Although metal jewelry is usually reasonably sturdy, it can sometimes become damaged through regular use or accident. One common type of metal jewelry damage is cracking, which can occur when a piece of metal is dropped or knocked about. Cracks are fairly simple to repair, particularly if they are small, cosmetic defects. You can repair a crack in any type of metal, including silver, and in any type of jewelry design, such as a cuff bracelet.
Remove any gemstones from the bracelet and clean the surface of the bracelet with a polishing cloth. To remove the gemstones from a cabochon setting, which is made for flat-backed stones, gently pry the edges of the bezel away from the stone with a pair of pliers and pop the stone out. To remove stones from a pronged setting, gently pry apart the prong tips and shaft until the stone comes loose from the setting.
Set up a fireproof surface for your soldering workspace. Lay a large ceramic tile on top of a table and layer fire bricks over it.
Place the bracelet onto your fireproof surface with the cracked side facing upward. If necessary, you can attach the bracelet to a soldering clamp while you work.
Make a paste by adding water to your flux. You need to add only a few drops of water for each tablespoon of flux. Paint a tiny amount of flux into the bracelet crack.

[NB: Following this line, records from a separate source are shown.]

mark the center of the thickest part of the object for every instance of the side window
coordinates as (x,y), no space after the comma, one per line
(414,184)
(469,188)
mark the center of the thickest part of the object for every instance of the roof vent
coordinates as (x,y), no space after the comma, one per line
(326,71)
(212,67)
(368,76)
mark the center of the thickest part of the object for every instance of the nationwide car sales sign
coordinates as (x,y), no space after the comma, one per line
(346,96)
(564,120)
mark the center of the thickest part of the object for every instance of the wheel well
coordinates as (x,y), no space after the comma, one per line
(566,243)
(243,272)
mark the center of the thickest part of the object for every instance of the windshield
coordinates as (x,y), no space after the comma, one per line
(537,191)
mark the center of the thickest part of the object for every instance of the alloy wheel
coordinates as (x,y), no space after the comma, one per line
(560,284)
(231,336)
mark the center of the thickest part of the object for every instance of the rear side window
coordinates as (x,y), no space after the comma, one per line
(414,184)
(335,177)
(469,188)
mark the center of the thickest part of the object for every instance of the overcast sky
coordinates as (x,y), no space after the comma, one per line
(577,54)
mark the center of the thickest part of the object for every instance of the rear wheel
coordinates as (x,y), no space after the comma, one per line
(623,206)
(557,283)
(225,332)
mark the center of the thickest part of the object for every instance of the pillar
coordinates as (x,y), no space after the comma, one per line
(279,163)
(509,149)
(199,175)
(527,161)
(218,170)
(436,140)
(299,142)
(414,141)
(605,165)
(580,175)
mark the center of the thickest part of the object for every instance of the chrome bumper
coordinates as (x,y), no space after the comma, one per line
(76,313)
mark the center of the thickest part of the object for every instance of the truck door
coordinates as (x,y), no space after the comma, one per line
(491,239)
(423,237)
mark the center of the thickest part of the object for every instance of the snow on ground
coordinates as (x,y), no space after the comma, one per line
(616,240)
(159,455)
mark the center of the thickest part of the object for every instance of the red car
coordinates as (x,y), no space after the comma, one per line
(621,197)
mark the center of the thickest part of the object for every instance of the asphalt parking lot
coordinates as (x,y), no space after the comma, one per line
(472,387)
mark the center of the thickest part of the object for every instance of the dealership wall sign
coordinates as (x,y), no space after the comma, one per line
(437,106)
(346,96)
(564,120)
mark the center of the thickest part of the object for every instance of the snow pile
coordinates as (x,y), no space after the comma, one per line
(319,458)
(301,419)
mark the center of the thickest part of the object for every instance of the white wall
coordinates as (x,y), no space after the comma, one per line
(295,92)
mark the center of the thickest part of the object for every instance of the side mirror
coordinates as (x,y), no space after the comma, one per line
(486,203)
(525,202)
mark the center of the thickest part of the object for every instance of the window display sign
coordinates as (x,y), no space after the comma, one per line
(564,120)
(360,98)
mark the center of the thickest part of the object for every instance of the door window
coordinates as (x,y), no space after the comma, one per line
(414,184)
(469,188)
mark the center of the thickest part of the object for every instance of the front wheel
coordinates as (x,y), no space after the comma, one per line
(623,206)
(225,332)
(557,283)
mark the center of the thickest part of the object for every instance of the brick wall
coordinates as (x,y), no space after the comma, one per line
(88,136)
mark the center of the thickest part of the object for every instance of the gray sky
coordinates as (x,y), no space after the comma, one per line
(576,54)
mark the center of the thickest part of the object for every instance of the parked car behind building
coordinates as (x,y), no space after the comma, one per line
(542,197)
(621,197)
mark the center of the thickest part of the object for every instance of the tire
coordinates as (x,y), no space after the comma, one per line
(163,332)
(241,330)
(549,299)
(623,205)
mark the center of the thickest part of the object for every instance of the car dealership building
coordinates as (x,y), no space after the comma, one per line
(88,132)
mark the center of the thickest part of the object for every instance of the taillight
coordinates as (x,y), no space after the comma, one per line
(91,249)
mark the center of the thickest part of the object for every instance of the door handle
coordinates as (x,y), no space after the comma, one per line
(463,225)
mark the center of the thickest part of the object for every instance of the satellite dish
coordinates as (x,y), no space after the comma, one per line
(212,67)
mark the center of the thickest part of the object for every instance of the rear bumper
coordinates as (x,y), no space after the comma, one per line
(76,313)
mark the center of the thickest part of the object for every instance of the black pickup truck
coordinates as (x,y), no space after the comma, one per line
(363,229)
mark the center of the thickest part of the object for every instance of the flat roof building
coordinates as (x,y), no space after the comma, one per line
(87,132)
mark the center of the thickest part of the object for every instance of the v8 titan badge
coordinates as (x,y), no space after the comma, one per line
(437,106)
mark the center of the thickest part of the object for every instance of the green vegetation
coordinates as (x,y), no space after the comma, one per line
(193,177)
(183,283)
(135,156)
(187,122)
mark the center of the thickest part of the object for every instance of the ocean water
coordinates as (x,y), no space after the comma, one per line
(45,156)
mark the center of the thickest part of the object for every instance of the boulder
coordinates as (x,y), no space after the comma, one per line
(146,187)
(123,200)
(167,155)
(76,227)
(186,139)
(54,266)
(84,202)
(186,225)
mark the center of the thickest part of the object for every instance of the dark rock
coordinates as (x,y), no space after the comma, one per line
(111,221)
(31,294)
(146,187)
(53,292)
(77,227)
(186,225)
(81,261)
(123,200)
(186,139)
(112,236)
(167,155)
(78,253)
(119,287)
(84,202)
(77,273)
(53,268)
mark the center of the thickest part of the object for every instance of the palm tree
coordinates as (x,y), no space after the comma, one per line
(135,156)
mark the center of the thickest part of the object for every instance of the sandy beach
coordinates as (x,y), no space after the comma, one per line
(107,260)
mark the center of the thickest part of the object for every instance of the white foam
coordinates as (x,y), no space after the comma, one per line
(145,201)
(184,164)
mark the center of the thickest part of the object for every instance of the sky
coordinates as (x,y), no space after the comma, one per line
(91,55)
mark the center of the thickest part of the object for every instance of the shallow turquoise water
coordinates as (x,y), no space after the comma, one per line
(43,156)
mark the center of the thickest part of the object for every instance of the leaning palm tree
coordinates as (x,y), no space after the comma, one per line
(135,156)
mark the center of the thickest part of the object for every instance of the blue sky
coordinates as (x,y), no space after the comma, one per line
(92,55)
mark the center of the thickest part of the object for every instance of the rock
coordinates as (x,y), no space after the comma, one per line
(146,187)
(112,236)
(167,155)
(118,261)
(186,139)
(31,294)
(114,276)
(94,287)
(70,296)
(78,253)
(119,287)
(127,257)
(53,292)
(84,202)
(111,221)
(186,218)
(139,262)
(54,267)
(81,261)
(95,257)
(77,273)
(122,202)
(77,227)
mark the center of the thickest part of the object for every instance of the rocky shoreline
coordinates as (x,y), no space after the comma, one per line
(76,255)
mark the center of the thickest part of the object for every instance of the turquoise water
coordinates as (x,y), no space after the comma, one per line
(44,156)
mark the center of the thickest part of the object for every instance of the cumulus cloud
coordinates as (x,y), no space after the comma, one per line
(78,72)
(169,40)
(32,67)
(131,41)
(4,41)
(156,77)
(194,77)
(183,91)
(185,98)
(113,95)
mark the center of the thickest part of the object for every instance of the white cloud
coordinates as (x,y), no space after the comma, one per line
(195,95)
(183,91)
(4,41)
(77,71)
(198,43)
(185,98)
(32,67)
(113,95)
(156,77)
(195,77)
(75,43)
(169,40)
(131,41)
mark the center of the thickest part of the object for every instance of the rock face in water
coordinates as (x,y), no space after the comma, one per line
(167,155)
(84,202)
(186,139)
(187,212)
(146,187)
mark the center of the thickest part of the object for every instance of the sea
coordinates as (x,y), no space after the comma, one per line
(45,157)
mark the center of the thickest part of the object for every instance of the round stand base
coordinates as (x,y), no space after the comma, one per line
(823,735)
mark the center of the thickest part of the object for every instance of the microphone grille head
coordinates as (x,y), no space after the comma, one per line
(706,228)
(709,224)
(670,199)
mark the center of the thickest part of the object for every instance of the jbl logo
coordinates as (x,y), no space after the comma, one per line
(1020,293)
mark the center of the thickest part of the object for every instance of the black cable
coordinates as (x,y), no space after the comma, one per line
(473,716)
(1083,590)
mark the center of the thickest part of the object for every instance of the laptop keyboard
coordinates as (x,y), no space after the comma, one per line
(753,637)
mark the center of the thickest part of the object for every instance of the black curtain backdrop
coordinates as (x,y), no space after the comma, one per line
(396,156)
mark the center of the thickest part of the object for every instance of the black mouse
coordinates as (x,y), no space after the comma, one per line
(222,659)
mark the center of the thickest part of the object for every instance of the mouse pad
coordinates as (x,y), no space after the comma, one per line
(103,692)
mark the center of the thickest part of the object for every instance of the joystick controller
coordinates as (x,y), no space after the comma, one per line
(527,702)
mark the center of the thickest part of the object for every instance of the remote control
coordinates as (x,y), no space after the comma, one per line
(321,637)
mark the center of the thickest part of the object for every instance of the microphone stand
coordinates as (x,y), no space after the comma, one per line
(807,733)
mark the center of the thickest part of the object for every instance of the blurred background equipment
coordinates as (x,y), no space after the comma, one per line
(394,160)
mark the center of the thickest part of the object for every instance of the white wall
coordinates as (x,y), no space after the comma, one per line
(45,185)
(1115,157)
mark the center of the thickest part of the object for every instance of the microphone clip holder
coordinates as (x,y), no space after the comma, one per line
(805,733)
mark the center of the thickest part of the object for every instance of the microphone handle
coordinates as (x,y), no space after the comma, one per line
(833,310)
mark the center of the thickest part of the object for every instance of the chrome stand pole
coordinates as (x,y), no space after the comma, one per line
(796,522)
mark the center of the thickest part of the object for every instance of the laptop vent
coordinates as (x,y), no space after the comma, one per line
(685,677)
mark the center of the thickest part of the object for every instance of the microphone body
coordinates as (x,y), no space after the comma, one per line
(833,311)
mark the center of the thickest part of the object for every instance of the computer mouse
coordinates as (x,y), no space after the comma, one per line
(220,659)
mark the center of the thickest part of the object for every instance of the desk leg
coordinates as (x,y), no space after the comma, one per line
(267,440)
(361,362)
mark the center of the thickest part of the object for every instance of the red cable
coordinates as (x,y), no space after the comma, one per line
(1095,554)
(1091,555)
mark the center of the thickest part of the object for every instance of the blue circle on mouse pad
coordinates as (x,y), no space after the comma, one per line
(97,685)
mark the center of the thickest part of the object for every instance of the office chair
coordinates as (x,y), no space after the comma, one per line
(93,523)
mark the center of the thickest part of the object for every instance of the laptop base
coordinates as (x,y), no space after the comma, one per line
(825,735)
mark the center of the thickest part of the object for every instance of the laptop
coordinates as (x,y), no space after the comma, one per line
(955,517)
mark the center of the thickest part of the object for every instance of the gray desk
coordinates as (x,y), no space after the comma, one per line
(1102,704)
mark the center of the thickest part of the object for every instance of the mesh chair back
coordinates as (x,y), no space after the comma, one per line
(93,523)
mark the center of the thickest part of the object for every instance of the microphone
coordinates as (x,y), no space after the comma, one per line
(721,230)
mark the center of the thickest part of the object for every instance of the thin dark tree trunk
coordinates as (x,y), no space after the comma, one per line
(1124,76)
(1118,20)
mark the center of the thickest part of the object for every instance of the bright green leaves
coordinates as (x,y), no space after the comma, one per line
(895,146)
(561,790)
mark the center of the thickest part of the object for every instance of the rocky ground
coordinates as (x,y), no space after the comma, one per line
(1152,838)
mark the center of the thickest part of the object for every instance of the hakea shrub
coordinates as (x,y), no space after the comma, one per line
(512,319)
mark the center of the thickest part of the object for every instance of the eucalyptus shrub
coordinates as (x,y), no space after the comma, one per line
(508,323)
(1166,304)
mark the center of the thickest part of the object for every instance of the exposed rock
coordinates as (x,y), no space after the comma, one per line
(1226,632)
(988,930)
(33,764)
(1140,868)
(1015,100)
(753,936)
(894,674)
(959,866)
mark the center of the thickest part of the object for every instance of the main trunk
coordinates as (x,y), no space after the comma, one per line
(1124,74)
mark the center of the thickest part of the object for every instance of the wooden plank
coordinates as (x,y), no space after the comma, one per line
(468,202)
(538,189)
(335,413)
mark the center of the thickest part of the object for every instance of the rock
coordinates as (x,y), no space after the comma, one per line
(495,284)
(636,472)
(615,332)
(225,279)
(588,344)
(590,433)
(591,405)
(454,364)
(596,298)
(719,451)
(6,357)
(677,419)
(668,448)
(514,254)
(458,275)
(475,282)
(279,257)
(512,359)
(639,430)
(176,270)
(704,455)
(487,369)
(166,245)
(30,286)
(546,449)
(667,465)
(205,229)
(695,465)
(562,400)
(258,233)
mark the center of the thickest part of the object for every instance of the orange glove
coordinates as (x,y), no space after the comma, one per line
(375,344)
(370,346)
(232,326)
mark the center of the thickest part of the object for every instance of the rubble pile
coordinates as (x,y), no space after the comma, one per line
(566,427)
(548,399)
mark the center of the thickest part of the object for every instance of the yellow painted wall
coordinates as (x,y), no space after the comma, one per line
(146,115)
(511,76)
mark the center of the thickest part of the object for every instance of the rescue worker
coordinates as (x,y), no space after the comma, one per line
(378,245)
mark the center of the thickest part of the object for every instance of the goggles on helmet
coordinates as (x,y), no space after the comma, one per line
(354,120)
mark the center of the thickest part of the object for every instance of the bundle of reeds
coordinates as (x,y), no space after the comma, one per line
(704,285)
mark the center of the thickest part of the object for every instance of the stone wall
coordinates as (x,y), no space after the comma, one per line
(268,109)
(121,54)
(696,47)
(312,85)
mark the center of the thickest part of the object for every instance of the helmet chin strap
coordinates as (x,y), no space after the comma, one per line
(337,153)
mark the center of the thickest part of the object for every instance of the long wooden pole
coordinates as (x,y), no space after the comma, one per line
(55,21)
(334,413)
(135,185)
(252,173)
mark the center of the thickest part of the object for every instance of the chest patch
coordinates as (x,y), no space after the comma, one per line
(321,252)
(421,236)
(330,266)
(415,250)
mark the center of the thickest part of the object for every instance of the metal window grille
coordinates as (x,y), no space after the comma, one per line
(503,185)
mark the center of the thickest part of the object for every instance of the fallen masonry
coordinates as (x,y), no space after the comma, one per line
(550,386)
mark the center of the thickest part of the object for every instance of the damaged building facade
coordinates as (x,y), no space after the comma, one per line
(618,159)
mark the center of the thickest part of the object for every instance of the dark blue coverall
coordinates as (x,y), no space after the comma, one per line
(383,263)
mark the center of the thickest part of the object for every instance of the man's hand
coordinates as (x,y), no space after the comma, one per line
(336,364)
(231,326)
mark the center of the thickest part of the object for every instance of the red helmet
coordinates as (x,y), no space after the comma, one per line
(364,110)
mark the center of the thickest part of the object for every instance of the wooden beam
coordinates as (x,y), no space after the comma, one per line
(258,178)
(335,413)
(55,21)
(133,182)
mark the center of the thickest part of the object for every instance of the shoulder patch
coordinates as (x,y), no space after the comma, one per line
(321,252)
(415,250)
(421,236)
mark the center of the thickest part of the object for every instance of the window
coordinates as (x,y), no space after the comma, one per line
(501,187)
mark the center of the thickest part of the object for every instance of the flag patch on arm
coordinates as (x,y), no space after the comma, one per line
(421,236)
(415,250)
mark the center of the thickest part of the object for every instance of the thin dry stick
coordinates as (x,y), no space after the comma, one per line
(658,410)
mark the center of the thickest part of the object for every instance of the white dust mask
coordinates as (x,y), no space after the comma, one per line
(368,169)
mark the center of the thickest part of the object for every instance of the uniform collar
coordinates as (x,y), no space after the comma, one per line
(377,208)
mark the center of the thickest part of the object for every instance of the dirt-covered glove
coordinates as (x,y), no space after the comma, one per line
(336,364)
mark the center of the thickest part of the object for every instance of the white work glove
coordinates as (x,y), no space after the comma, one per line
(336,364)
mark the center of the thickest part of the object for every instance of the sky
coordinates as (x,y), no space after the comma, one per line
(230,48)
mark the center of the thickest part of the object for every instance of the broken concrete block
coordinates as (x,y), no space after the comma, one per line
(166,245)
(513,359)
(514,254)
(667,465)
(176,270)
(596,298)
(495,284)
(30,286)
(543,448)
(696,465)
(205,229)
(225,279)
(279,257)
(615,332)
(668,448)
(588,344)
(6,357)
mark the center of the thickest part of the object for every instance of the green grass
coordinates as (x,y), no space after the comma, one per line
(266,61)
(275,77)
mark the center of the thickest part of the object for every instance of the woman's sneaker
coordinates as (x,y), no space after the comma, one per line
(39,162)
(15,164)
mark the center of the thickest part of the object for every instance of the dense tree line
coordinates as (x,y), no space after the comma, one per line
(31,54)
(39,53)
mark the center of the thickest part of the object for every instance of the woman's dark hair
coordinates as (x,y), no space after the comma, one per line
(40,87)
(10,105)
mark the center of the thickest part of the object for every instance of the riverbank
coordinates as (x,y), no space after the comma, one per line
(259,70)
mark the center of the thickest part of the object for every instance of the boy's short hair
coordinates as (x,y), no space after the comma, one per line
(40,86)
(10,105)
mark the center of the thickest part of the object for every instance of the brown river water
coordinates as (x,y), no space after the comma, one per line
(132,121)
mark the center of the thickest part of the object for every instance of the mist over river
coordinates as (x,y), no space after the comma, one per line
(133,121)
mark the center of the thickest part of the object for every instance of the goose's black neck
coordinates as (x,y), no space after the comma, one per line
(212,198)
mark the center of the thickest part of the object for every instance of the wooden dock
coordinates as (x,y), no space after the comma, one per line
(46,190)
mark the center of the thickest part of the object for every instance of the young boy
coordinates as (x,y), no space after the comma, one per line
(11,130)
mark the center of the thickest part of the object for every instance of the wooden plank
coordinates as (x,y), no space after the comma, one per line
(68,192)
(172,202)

Cut a few tiny pieces of silver solder and lay them over the crack, evenly spaced. Use the tweezers if necessary.
Turn the soldering torch to a low flame. Move the flame over the surface of the bracelet in a slow, back-and-forth motion.
Remove the flame when the solder melts. Pick up the bracelet with the copper tongs and place it into the pickle pot.
Remove the bracelet from the pickle pot once it is cool enough to touch. Dry the bracelet.
Sand away the excess solder on the top of the bracelet, using increasingly finer grit sandpaper, until the bracelet surface becomes seamless.
Polish the bracelet with the polishing cloth.